Der Völkerapostel erläutert in seinem Brief an die Philipper den Sinngehalt der Umwandlung, welche sich durch die Teilnahme am Tod und an der Auferstehung Christi vollzieht, indem er ihr Ziel aufzeigt: „Christus will ich erkennen und die Macht seiner Auferstehung und die Gemeinschaft mit seinen Leiden; sein Tod soll mich prägen. So hoffe ich, auch zur Auferstehung von den Toten zu gelangen“ (Phil 3,10-11). Die Taufe ist also kein Ritus der Vergangenheit, sondern die Begegnung mit Christus, der die ganze Existenz des Getauften formt, ihm göttliches Leben verleiht und ihn zu einer aufrichtigen Umkehr ruft, die von der Gnade begonnen und getragen wird und so die Vollgestalt Christi erreichen lässt.
Die Taufe steht in einer besonderen Beziehung zur Fastenzeit als einem günstigen Moment, um die rettende Gnade zu erfahren.
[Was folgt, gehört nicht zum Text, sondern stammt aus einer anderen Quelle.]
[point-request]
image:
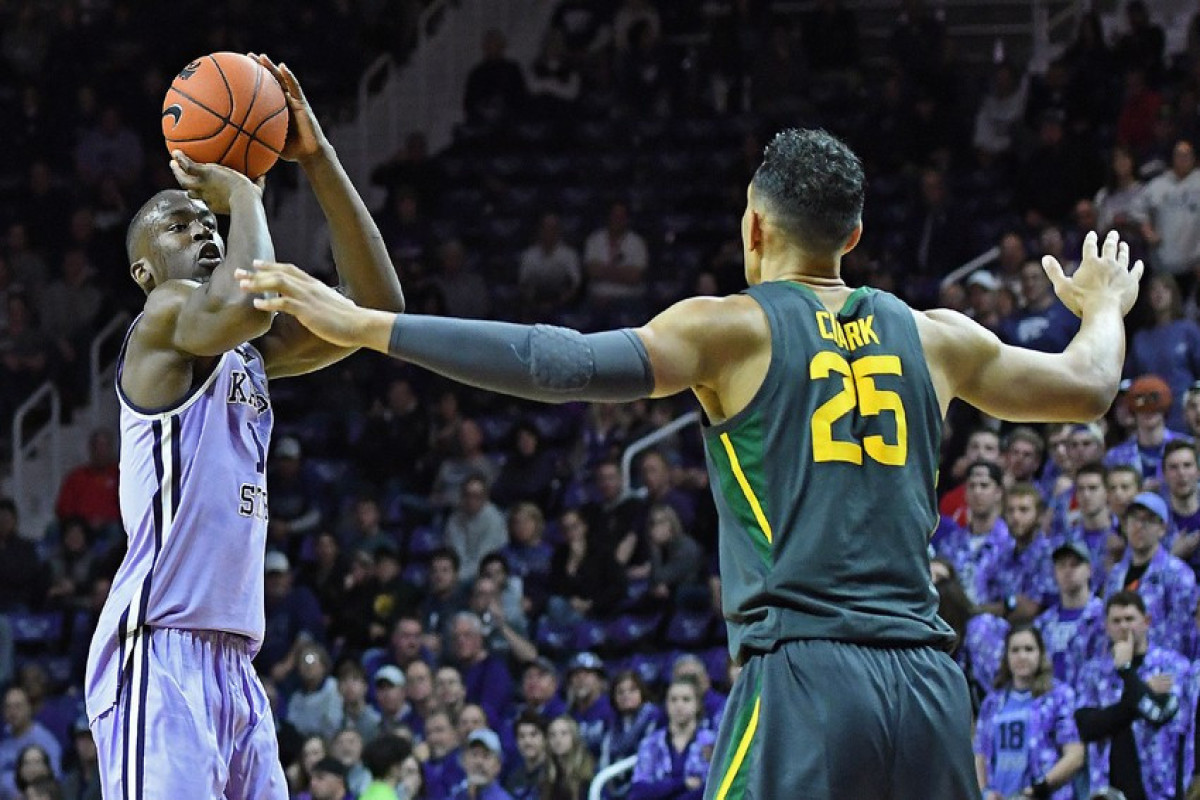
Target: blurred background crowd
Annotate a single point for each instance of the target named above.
(472, 572)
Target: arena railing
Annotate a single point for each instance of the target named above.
(595, 791)
(647, 441)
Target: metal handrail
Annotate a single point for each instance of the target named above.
(610, 773)
(19, 446)
(649, 440)
(115, 325)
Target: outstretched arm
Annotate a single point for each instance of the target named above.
(1015, 384)
(681, 348)
(364, 268)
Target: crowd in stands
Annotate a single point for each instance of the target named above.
(462, 599)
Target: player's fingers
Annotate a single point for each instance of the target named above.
(1110, 245)
(1090, 245)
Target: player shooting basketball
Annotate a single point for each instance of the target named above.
(169, 671)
Die Väter des Zweiten Vatikanischen Konzils haben alle Hirten der Kirche dazu aufgerufen, „die der Fastenliturgie eigenen Taufmotive stärker“ zu nutzen (Konstitution Sacrosanctum Concilium, 109). Denn immer schon verbindet die Kirche die Osternacht mit der Feier der Taufe: In diesem Sakrament wird jenes große Geheimnis wirksam, in dem der Mensch der Sünde stirbt, des neuen Lebens im auferstandenen Christus teilhaftig wird und denselben Geist Gottes empfängt, der Jesus von den Toten auferweckt hat (vgl. Röm 8,11). Dieses unentgeltliche Geschenk muss immer wieder neu in jedem von uns entfacht werden, und die Fastenzeit bietet uns einen dem Katechumenat ähnlichen Weg an, der für die Christen der frühen Kirche wie auch für die Taufbewerber von heute eine unersetzbare Schule des Glaubens und des christlichen Lebens ist: Sie erleben die Taufe wirklich als einen entscheidenden Moment für ihre ganze Existenz.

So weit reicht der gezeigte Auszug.